139 F. 305, 71 C.C.A. 435, 1905 U.S. App. LEXIS 3878
CourtCourt of Appeals for the Ninth Circuit
DecidedJuly 3, 1905
DocketNo. 1,155
StatusPublished
Cited by2 cases

This text of 139 F. 305 (Stadler v. Missouri River Power Co.) is published on Counsel Stack Legal Research, covering Court of Appeals for the Ninth Circuit primary law. Counsel Stack provides free access to over 12 million legal documents including statutes, case law, regulations, and constitutions.

Bluebook
Stadler v. Missouri River Power Co., 139 F. 305, 71 C.C.A. 435, 1905 U.S. App. LEXIS 3878 (9th Cir. 1905).

Opinion

GILBERT, Circuit Judge,

delivered the opinion of the court, after stating the case as above.

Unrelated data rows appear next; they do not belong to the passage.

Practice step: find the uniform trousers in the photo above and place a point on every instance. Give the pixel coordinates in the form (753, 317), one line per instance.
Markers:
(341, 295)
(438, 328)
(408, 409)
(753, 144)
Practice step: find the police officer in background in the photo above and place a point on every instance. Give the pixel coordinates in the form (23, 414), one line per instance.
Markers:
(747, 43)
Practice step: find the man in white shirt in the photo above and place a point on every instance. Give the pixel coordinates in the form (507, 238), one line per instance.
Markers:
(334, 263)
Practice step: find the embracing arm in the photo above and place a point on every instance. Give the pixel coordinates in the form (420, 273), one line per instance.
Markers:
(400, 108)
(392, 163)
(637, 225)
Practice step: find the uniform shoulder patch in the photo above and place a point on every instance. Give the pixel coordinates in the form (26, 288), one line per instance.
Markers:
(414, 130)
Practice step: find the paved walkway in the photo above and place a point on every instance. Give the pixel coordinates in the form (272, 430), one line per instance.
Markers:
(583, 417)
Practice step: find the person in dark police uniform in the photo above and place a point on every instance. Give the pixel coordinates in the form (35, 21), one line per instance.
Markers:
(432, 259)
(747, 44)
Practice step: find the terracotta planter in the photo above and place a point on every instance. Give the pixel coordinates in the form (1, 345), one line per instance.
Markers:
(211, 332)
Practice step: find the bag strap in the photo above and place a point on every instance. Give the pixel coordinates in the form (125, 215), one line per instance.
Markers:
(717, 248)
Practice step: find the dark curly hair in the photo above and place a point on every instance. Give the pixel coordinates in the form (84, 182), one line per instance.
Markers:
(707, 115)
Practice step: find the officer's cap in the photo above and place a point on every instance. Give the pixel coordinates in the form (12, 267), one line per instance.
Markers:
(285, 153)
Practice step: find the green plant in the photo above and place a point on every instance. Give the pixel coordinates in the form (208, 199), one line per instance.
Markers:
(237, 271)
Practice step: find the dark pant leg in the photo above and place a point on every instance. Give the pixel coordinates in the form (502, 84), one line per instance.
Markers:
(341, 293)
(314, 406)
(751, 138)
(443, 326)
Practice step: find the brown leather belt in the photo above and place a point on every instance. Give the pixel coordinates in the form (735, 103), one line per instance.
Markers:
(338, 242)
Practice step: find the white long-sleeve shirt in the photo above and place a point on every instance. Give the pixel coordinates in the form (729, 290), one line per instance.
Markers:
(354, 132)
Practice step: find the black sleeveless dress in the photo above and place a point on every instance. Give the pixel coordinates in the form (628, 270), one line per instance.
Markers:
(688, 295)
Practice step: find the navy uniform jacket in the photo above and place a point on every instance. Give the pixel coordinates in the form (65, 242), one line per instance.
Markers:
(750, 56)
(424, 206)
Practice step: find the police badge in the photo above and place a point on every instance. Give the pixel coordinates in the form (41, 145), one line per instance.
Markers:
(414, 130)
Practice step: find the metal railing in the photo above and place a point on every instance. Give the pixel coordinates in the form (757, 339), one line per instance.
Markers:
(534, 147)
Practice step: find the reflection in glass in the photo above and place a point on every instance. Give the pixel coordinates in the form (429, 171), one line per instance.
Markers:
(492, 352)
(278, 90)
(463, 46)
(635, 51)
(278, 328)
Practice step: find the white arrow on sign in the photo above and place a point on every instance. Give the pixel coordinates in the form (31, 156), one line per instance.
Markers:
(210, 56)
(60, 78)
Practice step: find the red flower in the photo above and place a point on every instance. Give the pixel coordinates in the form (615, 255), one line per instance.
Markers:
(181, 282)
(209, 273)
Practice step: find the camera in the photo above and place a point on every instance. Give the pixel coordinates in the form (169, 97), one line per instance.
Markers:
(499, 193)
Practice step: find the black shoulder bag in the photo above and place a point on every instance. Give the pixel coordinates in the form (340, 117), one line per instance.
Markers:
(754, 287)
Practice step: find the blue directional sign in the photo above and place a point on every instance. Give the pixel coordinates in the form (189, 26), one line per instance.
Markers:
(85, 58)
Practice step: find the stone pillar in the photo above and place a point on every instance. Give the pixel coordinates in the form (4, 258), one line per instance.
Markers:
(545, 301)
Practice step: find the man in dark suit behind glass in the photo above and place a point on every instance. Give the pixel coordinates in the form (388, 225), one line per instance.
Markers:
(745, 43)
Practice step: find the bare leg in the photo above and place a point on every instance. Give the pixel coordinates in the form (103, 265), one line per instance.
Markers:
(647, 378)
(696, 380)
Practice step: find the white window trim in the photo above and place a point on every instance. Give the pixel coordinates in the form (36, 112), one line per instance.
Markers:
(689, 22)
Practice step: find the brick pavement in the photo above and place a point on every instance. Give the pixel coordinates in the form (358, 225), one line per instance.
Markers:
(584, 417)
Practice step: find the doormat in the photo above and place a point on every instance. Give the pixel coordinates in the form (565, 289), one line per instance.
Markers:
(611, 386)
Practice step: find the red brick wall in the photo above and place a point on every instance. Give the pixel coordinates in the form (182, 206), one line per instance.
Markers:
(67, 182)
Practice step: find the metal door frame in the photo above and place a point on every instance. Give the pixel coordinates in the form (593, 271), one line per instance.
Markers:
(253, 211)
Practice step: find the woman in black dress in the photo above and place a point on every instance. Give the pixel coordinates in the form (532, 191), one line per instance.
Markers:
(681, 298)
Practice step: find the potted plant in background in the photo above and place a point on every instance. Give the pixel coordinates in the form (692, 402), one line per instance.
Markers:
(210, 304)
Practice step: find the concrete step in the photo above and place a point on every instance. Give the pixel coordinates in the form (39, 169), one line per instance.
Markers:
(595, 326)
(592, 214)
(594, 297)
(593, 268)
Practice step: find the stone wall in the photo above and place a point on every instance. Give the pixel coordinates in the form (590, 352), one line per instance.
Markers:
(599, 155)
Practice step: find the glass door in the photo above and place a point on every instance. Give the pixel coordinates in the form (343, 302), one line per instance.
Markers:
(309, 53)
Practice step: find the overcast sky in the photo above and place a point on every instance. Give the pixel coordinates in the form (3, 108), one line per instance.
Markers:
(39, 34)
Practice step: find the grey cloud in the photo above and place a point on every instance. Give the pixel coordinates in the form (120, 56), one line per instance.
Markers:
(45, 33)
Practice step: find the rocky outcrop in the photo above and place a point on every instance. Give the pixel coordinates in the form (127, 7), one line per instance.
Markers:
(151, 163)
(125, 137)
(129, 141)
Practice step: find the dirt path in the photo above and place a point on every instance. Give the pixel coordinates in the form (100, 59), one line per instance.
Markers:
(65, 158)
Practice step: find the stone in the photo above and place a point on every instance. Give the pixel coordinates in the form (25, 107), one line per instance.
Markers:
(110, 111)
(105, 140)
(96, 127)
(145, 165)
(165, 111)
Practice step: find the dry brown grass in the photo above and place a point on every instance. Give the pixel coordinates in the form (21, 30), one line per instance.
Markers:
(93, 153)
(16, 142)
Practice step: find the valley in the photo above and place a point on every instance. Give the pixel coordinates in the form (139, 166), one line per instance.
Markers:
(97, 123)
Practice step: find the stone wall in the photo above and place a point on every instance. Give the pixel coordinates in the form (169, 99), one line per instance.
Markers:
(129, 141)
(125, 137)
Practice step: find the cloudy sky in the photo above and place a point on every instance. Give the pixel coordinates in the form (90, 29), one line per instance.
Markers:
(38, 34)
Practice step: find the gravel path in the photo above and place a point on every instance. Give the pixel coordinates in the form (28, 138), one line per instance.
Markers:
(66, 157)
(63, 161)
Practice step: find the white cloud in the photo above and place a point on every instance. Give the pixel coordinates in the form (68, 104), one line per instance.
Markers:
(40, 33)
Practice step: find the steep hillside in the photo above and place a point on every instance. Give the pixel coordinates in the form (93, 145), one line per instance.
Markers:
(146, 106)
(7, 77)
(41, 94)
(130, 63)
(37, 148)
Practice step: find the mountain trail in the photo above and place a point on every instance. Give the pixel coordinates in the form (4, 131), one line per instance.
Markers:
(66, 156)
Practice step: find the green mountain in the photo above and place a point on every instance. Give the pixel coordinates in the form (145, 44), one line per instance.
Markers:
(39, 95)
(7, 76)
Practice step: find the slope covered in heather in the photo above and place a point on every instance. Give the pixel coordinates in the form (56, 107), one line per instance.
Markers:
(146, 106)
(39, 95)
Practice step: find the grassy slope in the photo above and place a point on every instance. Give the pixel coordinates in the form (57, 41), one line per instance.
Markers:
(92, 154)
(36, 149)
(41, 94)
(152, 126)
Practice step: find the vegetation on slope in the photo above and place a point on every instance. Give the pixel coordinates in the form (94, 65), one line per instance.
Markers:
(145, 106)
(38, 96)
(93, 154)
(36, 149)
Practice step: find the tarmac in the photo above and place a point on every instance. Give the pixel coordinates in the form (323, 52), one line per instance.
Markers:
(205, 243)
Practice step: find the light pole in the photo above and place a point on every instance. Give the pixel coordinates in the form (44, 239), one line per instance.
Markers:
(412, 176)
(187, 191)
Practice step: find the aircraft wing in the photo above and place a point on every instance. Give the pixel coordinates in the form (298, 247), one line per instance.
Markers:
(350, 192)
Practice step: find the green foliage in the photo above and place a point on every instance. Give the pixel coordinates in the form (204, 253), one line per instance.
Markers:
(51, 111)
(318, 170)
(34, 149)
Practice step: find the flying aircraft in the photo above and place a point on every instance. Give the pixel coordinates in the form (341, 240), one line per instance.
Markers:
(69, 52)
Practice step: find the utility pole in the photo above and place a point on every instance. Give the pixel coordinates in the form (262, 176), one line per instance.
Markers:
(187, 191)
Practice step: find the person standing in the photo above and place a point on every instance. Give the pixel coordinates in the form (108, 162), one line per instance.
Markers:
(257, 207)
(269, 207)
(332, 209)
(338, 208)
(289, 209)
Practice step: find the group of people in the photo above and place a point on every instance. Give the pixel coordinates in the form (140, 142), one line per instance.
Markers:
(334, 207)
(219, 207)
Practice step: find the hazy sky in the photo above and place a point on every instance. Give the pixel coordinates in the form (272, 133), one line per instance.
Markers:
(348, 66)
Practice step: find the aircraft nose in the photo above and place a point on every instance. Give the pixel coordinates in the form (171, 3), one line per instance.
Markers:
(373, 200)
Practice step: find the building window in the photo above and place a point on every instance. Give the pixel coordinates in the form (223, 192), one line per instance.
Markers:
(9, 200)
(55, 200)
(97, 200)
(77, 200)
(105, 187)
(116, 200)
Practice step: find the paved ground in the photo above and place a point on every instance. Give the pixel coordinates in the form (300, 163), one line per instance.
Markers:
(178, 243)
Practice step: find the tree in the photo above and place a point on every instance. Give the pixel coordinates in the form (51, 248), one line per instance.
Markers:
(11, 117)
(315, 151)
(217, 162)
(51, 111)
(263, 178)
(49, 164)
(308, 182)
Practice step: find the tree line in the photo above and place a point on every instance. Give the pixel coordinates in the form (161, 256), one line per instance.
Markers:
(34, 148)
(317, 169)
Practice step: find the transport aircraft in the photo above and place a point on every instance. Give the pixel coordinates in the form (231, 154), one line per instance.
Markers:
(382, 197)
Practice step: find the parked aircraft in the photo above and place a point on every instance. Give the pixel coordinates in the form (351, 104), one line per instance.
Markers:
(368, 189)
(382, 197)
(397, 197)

The rights of the parties in the present litigation depend on the construction of the lease and the release executed on January 17, 1889. Those instruments, as was also the deed of the same date, were prepared by the attorney of the Helena Water Company. Before they were executed there was inserted by the said company at its own instance, by interlineation, in the lease the following clause: “Also such other land as the party of the first part now owns on the island in the Missouri River near the above-mentioned property,” and in the release the following: “Also the land on the island in the Missouri River near said above-mentioned property.” What land was meant by these terms in these instruments is, as we shall presently see, the subject of much controversy, both in the testimony and in the argument of counsel. In the lease the appellee leases to the appellants for the term of 20 years all of the lands that had just been conveyed to it by the latter, the intention evidently being to permit the appellants to use for pasturage or hay cutting in connection with their cattle ranch such portions of the same as would not be flooded by the waters of the dam. In that instrument the right of the appellee to flood the leased lands is expressly reserved. The appellee contends, and the trial court so held, that the words of the reservation, together with the answering covenant of the lessees and the terms of the release, constitute a contract between the parties by which the appellee was given the right to raise its dam to any height, and that the flooding of other lands which the appellants owned was a necessary incident to such right was in the contemplation of the parties, and passed to the appellee by those instruments.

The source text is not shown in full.